The harvested cells were divided over 384 culture plates and tested against a library of 170 drugs for potential treatment, made up of both drugs currently FDA approved as well as some experimental drugs, using a high throughput screen [HTS] lab assay. Of note is that the 170 drugs were tested at 8 different concentrations. The cells were incubated for three days, and samples were tested for cell viability and inhibition of cell growth for a given compound. In addition, ‘Targeted next-generation sequencing was performed on plasma cell-free DNA from all patients who underwent HTS. RNA and whole-exome sequencing [a type of genetic sequencing increasingly used to understand what may be causing symptoms or a disease] of bone marrow plasma cells were performed on eight and seven patients, respectively’.

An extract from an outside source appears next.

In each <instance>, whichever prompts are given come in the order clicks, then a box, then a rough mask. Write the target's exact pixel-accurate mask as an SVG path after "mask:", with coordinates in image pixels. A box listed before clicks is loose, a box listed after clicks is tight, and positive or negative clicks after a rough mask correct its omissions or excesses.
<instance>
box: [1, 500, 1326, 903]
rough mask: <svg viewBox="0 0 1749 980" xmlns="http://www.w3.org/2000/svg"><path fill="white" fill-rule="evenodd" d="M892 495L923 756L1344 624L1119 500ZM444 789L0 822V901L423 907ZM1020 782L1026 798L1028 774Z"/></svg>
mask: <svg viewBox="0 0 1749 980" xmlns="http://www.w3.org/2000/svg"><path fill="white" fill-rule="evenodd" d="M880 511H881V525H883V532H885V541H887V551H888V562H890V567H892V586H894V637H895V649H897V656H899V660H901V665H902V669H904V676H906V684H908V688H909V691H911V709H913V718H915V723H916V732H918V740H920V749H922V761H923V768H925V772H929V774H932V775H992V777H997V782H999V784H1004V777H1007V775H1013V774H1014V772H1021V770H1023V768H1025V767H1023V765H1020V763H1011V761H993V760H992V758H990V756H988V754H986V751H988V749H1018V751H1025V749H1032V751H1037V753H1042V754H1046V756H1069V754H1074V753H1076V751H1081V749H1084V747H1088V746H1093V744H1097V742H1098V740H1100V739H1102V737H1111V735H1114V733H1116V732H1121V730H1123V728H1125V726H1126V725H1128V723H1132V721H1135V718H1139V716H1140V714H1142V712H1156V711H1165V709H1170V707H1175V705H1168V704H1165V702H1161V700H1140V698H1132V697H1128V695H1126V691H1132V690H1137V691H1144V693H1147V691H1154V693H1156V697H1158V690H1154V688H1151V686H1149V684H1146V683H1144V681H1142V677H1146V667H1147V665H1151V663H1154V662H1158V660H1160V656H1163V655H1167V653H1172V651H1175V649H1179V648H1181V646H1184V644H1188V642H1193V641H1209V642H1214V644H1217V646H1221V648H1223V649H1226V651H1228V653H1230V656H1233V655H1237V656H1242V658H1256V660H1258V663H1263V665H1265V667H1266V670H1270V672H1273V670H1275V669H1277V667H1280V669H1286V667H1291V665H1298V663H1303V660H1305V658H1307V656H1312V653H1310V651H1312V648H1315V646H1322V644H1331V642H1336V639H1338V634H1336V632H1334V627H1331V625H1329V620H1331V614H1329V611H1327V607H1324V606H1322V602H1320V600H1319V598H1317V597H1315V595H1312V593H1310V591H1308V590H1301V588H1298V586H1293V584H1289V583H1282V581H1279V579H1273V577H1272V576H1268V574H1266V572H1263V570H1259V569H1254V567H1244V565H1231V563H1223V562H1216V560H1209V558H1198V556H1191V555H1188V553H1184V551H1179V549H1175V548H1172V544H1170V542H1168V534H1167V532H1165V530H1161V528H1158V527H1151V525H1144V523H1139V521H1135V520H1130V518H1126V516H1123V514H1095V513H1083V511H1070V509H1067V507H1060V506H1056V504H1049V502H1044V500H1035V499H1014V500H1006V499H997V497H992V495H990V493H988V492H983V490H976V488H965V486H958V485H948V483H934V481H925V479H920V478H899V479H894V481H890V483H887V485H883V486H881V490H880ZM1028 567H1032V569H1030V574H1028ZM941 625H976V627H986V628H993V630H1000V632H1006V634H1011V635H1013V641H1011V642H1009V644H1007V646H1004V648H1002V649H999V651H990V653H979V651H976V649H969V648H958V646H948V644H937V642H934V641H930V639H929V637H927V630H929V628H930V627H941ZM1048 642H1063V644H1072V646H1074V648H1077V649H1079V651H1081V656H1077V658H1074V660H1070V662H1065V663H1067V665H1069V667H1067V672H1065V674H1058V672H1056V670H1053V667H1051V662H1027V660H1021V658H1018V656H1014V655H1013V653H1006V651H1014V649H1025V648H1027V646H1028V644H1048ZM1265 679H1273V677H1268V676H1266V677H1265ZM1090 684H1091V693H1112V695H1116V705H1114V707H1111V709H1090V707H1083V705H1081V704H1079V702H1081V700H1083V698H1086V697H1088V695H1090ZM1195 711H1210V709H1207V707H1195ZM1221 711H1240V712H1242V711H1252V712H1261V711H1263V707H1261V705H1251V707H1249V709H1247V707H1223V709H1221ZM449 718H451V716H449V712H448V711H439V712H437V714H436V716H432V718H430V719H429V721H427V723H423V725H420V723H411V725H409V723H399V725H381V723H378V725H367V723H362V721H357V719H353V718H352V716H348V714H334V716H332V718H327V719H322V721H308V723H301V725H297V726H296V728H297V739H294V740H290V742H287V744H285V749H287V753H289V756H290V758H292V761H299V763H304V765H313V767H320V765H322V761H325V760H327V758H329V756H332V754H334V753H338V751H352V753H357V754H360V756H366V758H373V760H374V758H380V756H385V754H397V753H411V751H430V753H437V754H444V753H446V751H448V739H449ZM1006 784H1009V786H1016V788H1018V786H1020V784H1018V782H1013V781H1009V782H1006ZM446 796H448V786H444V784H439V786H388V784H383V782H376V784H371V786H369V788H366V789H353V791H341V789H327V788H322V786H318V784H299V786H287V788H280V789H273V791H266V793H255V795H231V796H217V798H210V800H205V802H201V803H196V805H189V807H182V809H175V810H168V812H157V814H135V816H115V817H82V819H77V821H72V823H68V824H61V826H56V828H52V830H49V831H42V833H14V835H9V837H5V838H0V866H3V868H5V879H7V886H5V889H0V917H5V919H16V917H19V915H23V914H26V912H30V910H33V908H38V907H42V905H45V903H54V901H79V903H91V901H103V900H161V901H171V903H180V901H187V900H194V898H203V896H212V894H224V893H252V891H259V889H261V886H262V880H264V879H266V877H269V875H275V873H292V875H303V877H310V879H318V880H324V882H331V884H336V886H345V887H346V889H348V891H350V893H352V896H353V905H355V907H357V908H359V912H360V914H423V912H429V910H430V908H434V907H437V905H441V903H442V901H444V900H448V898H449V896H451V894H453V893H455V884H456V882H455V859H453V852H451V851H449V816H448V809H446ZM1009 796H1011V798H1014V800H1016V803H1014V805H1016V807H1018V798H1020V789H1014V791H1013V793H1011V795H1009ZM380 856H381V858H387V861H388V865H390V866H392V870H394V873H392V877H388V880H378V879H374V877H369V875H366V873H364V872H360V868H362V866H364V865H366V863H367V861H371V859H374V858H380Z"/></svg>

Let’s digress here for a few lines. All of us tend to be aware of several handfuls of drugs used in the treatment for myeloma and may now ask the question “170 drugs for myeloma ? Where do they come from ?” This question is answered in a press release from Fred Hutch. The body of this press statement shows a chart with all 170 listed by therapeutic category (e.g., proteasome inhibitors) and you are bound to find drugs and drug categories you may have not yet heard of.
The results of this massive study for each patient were received in 5 days from the time that plasma cells were collected from the patients. The results for the 16 patients tested can be summarized as follows:
- 'A list of recommended drugs was provided to the patients’ oncologists and treatment choice was left to their discretion. FDA approval status, insurance coverage, prior treatment history, known side effect profiles, and patient preference were all factors considered in decision making. Combination therapies with drugs not included in the screening panel were allowed, and FDA approved drug doses were used regardless of HTS outcomes.’
- '13 of the 16 HTS patients received treatments that were recommended by HTS.’
- '92% of those patients achieved at least stable disease, with 31% partial responses and 15% very good partial responses. No complete responses were observed in this heavily pretreated group of patients.’
- ‘ … this work uncovered novel associations between genomic profiling data and drug sensitivity.’
- ‘The expression of 105 genes and mutations in 12 genes correlated with in vitro cytotoxicity.’
The researchers have also outlined plans for future development. They are expected to include a smaller number of drugs in their testing library so that fewer malignant cells need to be harvested which will increase the number of patients that may/will benefit from this technology. In addition, the larger patient population will allow the validation of the assay’s ability to predict clinical response. ‘Ongoing studies will also test therapeutic combinations, to reduce the opportunity for acquired drug resistance.’
Further fine-tuning of this technology may/will be of significant importance to us in the future, especially at time of relapse, when a drug treatment plan can be defined that is very specific to our specific individual clinical need. Something else to give us hope for the future.